Kulturminister Manuel Frick hob in einer kurzen Ansprache hervor, dass es sich hierbei nicht um irgendeinen Preis handele, sondern um „Den Preis innerhalb der klassischen Musik“, und erinnerte daran, dass sich in den letzten Jahren sowohl die in Nendeln ansässige Internationale Musikakademie in Liechtenstein, als auch das Sinfonieorchester Liechtenstein einen guten Namen in der Welt gemacht haben, was auch bewirkt habe, dass die IMCA auf das Fürstentum aufmerksam geworden seien.
Für das Liechtensteinische Musikleben fügt sich die Gala in eine Reihe von Erfolgen ein, die der Pandemie zum Trotz innerhalb der letzten eineinhalb Jahre errungen werden konnten. Nicht nur war es möglich, die Arbeit der Musikakademie weiterzuführen, auch ein regulärer Konzertbetrieb konnte weitgehend aufrecht erhalten werden. Zwar mussten sich Musiker und Publikum strengen Auflagen fügen, doch war es dadurch möglich, beinahe alle geplanten Konzerte des Sinfonieorchesters Liechtenstein auch stattfinden zu lassen. Nur zwei Konzerte fielen aus.

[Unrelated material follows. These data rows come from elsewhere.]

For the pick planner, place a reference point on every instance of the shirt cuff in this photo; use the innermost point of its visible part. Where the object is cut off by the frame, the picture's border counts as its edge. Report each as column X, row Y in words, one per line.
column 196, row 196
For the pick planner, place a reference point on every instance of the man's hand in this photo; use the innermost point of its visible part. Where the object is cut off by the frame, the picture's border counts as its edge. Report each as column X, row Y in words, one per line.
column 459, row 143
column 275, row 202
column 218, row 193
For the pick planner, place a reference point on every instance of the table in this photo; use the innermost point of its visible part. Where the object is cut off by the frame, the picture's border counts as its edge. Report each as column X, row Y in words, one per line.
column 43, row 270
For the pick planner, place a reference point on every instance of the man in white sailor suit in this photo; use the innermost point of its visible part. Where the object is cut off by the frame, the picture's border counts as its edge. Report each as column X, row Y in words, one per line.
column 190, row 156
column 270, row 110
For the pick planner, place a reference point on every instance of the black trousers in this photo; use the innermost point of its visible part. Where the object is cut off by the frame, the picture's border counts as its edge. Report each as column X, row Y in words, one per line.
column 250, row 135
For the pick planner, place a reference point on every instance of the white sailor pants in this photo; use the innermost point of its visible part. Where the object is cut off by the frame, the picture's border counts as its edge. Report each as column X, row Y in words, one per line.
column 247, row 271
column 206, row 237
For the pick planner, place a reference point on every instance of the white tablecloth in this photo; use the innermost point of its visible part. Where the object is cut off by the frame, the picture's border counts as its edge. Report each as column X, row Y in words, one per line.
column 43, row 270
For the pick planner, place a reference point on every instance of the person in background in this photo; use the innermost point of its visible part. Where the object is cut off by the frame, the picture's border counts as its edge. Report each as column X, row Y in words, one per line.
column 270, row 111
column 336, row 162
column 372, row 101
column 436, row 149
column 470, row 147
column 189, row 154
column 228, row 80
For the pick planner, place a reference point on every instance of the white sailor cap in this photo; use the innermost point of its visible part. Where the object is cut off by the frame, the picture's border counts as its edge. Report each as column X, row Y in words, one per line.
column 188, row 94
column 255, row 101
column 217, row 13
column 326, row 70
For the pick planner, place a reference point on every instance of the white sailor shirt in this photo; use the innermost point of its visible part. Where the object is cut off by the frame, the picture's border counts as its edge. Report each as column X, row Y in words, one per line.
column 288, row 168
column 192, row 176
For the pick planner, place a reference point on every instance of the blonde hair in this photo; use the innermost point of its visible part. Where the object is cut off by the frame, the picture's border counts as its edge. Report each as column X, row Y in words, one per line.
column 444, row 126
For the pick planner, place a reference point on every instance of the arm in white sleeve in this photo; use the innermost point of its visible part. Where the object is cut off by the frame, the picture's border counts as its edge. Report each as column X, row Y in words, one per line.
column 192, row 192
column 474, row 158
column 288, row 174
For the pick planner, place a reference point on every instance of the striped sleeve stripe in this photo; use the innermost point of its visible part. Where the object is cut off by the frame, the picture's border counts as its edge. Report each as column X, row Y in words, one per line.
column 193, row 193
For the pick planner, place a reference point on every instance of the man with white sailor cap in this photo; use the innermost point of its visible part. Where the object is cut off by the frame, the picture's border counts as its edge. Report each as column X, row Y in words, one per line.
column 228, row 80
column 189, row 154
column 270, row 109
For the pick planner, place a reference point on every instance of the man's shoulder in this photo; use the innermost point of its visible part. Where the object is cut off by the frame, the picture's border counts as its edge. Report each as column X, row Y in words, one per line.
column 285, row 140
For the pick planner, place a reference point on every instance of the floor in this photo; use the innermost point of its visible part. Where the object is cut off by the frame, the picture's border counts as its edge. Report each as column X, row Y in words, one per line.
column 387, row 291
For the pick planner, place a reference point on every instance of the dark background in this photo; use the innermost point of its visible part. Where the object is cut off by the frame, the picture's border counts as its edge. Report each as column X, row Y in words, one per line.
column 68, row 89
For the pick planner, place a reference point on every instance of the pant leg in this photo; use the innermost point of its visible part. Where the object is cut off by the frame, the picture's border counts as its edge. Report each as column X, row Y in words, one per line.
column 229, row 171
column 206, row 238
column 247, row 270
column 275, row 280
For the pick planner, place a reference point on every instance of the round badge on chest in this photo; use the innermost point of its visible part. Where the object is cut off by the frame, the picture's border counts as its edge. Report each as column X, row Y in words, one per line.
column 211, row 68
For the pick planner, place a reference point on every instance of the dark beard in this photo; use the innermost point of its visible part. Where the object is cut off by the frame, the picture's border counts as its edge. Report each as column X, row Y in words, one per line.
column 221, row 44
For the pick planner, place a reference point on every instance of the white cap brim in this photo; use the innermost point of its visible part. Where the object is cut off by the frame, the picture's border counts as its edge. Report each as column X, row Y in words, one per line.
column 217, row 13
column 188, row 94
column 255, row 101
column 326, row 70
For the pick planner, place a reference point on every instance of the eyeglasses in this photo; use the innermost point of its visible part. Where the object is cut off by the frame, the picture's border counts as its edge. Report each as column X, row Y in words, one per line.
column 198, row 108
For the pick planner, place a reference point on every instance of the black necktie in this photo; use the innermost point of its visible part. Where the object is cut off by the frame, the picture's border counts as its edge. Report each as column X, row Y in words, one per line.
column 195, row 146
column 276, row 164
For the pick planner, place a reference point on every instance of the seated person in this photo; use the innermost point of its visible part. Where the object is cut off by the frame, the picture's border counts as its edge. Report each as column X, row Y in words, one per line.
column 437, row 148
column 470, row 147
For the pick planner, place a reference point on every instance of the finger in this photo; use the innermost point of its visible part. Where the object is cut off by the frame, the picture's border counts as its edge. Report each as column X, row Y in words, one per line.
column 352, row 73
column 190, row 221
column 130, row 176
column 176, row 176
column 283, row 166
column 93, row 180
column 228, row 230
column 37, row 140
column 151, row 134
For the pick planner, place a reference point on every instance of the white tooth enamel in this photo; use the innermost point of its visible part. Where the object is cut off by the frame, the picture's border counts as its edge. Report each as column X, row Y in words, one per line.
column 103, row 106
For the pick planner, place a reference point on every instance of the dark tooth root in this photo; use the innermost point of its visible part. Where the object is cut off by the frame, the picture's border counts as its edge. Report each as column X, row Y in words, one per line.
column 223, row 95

Den Umständen Rechnung tragend, wurde auch die Prozedur der ICMA-Preisverleihung abgewandelt: Die Preise wurden den Preisträgern nicht von einem Mitglied der Jury überreicht, sondern standen sämtlich von Anfang an auf einem langen Tisch vor der Bühne, von wo sie von den Ausgezeichneten nach und nach abgeholt wurden. Die Verschiebung des Termins brachte es allerdings mit sich, dass ein verhältnismäßig hoher Anteil der Preisträger nicht in Vaduz erscheinen konnte. So vermisste man Edita Gruberova, die für ihr Lebenswerk ausgezeichnet wurde, genauso wie Pablo Heras-Casado, der den Preis für den Künstler des Jahres, und Kian Soltani, der einen der beiden vom gastgebenden Orchester vergebenen Orchestra Awards erhielt.
Nicht persönlich in Empfang genommen werden konnten auch die Preise für folgende Audio- und Video-Produktionen:
-Alte Musik: Simone de Bonefont: Missa pro Mortuis (Huelgas Ensemble, Paul van Nevel), Cyprés
-Barock Instrumental: The Berlin Album (Ensemble Diderot, Johannes Pramsohler), Audax
-Barock Vokal: La Francesina (Sophie Junker, Le Concert de l’Hostel Dieu, Franck-Emmanuel Comte), Aparté
-Zeitgenössische Musik: Thomas Adès: In Seven Days (Kirill Gerstein, Tanglewood Music Centre Orchestra, Thomas Adès), Myrios
-Programmzusammenstellung: Ludwig van Beethoven: Klavierkonzert Nr. 4, Coriolan, Prometheus-Ouvertüre (Kristian Bezuidenhout, Freiburger Barockorchester, Pablo Heras-Casado), Harmonia Mundi
Besonders traurig war es zu erfahren, dass Dmitrij Kitajenko, der im Vaduzer Preisträgerkonzert zum ersten Mal seit eineinhalb Jahren wieder ein Orchester dirigiert hätte, seine Teilnahme an der Veranstaltung absagen musste, da ihm nach seiner Impfung gegen Covid-19 Nebenwirkungen schwer zugesetzt hatten. Es sei ihm deshalb an dieser Stelle von Herzen eine baldige Genesung gewünscht, wie auch die Möglichkeit einer raschen Wiederaufnahme seiner Dirigententätigkeit!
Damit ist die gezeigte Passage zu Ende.